The case started in 2003, when patent application no. 200300857 for “Biological removal of metal contaminants” was filed. The Spanish Office requested the applicant for 3 times to amend several deficiencies and finally decided to reject the application. The decision, dated October 3, 2005, was appealed before the Office. With the appeal the applicant introduced further amendments. The Office considered that amendments are not admissible during the appeal and confirmed the decision, without taking in consideration those amendments. Further appeal was also dismissed by the Court of Valencia. The cassation appeal filed against this decision has now been admitted.
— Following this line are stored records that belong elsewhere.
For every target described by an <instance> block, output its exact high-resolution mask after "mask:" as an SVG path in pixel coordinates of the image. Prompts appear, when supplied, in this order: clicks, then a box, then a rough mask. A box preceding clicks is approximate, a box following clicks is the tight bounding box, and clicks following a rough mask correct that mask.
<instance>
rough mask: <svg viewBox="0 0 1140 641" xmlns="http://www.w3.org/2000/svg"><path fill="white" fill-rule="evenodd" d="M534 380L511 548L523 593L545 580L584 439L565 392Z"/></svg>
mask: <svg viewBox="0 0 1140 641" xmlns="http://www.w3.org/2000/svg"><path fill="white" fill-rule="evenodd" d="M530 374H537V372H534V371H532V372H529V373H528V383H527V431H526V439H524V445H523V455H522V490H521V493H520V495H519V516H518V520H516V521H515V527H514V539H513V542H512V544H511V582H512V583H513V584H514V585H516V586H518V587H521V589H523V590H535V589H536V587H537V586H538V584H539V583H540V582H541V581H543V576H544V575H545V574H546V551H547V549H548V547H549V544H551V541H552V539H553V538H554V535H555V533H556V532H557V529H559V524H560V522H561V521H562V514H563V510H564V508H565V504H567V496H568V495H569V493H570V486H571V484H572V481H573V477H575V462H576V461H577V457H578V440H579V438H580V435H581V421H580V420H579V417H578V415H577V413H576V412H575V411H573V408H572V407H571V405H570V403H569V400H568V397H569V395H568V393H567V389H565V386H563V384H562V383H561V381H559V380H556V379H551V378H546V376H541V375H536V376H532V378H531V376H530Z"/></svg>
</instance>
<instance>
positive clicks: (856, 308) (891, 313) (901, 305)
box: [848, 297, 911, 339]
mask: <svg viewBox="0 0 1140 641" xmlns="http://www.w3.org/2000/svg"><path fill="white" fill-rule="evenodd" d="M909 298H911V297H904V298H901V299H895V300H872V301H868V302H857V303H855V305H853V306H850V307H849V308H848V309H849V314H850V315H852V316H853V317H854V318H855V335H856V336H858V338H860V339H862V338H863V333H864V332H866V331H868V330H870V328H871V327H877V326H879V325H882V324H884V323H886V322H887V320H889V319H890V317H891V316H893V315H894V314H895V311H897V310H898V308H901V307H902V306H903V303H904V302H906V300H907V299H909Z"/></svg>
Main argument for this decision is:
“It was compulsory for the Spanish Patent and Trademark Office to allow the correction of such deficiencies in the description by one the ways mentioned above: giving a new deadline for amendment or, where appropriate, accepting the amendment in the appeal. Regarding this possibility it should be noted that there is no legal obstacle to do it in those procedures, in which there is no lapsing term to amend and involve a kind of dialogue between the applicant and the Administration to correct any errors or deficiencies of patent claims that can by nature be corrected”.Full text of the Spanish Supreme Court ruling here (in Spanish) (pdf alert).
2 comments:
"El interfaz no es válido:"
Pity, because it's suggested that this decision may give remarkable freedom to introduce new claims into Spanish patents, by amending the translation of the EPO text!
No, sorry, my previous comment wasn't right. The Supreme Court decision on amending claims was apparently dated 4 November.